Don't even start with me on switching my coffee with Folger's Crystals

One of my New Year’s Resolutions, aside from the usual lose some weight, make a million dollars, or become a James Bond villain, is to clear off the backlog of movies that I intended to review last year or even the year before but never got done.   So let’s kick off the new year with an old fear – The Boogeyman.  Wait! Don’t go!  This isn’t The Boogeyman you’re probably remembering, the film from 2005, instead this is a short film from Ireland, based on a Stephen King short story.

Andrew Billings is scared and guilty.  He feels compelled to tell the story of the death of his three small children, each of whom died in succession at hands of “The Boogeyman.”  Andrew tells his psychiatrist that he doesn’t care if he is believed, he just wants to get what happened “off his chest.”  Andrew is not a very bright or likable guy.  He lets numerous facts about himself slip.  He admits to slapping his wife, he  worries that a child of his could “grow up to be a queer,” he nurses resentment at being “tied down” when Rita got pregnant, et cetera.  In the course of telling what’s happened, he gives away facts about himself, of which even he is probably unaware.  Andrew is a compelling character in spite of the fact that he’s a complete jerkwad.

We have the end of the movie at its beginning in that from the outset we know Andrew’s three children have died.  There is no surprise there.  The horror lies in understanding how it happened.  Andrew is the only person who knows for sure.

The Boogeyman is a short film, about 26 minutes long, made on a shoe string budget with a cast and crew small enough to fit together in a large booth at Denny’s.  It’s not shoddy and amateurish but it doesn’t have the look of a Hollywood film either.  The production values are slight and it shows a bit in the sound, lighting and sets.

Rather than visually showing what Andrew is relating in a series of flashbacks, moving back and forth from the psychiatrist’s office to the events of the past, The Boogeyman is Andrew narrating the entire story, the movie supporting the narration with impressionistic imagery, giving the film a dreamlike quality on the one hand and illustrating the emotional distance between Andrew and those around him, on the other.

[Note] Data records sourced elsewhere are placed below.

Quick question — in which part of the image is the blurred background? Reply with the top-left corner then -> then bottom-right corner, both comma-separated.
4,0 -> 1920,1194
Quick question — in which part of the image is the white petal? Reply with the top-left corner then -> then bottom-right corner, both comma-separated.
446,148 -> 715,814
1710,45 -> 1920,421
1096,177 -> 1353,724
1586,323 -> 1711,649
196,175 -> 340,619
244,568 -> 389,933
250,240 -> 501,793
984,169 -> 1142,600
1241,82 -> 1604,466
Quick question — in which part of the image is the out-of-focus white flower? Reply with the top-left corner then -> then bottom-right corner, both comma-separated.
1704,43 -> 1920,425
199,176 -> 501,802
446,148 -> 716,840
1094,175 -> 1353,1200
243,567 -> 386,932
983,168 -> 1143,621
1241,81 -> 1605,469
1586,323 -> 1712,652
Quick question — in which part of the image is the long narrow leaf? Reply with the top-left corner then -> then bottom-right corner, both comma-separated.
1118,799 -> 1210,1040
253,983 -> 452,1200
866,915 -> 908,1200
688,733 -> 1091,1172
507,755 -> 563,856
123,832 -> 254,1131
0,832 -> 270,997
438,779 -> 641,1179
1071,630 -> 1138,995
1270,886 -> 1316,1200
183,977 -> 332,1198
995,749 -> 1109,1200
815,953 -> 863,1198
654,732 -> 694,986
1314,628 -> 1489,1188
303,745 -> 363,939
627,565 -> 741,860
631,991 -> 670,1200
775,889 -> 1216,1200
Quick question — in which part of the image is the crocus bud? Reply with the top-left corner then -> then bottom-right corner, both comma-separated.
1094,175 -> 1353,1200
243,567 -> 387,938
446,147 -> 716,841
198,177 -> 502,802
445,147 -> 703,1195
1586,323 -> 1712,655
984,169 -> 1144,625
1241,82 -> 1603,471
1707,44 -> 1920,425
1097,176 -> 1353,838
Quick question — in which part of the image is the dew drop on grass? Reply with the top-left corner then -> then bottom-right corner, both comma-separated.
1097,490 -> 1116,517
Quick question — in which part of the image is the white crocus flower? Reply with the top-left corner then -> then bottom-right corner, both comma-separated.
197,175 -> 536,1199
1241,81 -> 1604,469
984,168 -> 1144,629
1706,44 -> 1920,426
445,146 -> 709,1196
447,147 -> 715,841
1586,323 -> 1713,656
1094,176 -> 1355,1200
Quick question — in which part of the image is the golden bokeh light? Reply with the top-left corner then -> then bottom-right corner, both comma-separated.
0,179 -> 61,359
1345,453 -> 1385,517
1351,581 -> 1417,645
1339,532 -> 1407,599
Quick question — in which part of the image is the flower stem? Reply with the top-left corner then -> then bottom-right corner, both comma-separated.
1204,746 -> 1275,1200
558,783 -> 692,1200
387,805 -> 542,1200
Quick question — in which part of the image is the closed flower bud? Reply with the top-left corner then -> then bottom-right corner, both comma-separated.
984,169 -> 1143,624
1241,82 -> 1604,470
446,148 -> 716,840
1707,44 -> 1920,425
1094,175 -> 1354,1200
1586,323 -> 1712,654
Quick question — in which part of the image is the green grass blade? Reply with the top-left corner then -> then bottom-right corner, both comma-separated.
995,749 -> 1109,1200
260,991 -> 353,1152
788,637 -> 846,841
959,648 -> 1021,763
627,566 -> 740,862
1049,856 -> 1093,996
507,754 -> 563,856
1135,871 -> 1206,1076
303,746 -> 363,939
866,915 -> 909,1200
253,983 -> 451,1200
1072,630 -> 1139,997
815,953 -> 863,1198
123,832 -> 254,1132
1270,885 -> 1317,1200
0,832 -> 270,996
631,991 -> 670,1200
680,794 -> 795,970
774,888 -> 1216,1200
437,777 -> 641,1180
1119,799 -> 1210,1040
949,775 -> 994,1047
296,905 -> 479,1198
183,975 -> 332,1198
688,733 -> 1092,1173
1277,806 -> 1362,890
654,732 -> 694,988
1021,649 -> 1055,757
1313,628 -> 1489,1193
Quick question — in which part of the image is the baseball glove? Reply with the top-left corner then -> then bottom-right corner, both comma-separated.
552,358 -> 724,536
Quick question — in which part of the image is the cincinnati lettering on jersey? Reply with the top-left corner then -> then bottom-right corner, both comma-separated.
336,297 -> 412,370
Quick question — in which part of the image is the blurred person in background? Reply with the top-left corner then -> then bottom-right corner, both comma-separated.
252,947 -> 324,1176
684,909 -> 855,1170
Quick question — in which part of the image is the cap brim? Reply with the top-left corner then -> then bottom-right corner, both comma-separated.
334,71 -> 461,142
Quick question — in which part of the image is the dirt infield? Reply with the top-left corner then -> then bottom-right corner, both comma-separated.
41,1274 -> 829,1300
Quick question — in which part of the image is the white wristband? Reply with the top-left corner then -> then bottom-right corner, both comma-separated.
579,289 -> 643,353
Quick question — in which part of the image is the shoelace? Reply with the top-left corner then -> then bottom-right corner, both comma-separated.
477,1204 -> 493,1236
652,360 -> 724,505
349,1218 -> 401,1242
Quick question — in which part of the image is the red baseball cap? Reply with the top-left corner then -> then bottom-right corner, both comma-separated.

Having  the movie as a sort of nightmare slide show with narration  is more like telling and less like showing the story.  Filmmaker Gerard Lough gets away with it for three reasons: It’s a short film.  If he’d tried  a feature length movie, it would have come off as fruity and boring, but it works okay here.   Lough, in his capacity as director, gets a really good performance from Simon Fogarty as Andrew, who despite looking a bit like Booger from Revenge of the Nerds, still draws us into the story.  Lastly, the dialogue is well written and interesting.  A filmmaker who can write good dialogue can do great things.  If you don’t believe me, just look at Pulp Fiction, a film mostly about mobsters driving around talking about hamburgers; it works because the dialogue is great.  Andrew is a complete character, rounded and real, who can hold our attention because we believe him.

I think that this iteration of The Boogeyman would have felt at home as an episode of Tales from the Darkside.  At less than thirty minutes, it’s too short to give it a rating on the Vincent scale, but I will say I enjoyed it enough to watch it three times.  I look forward to seeing what Gerard Lough does in the future.

Note: According to IMDB, Simon Fogarty is in the upcoming Portrait of a Zombie, a film that I’ve been wanting to see for a while now.  He’ll be playing a priest.  Just imagine taking confession from Father Booger!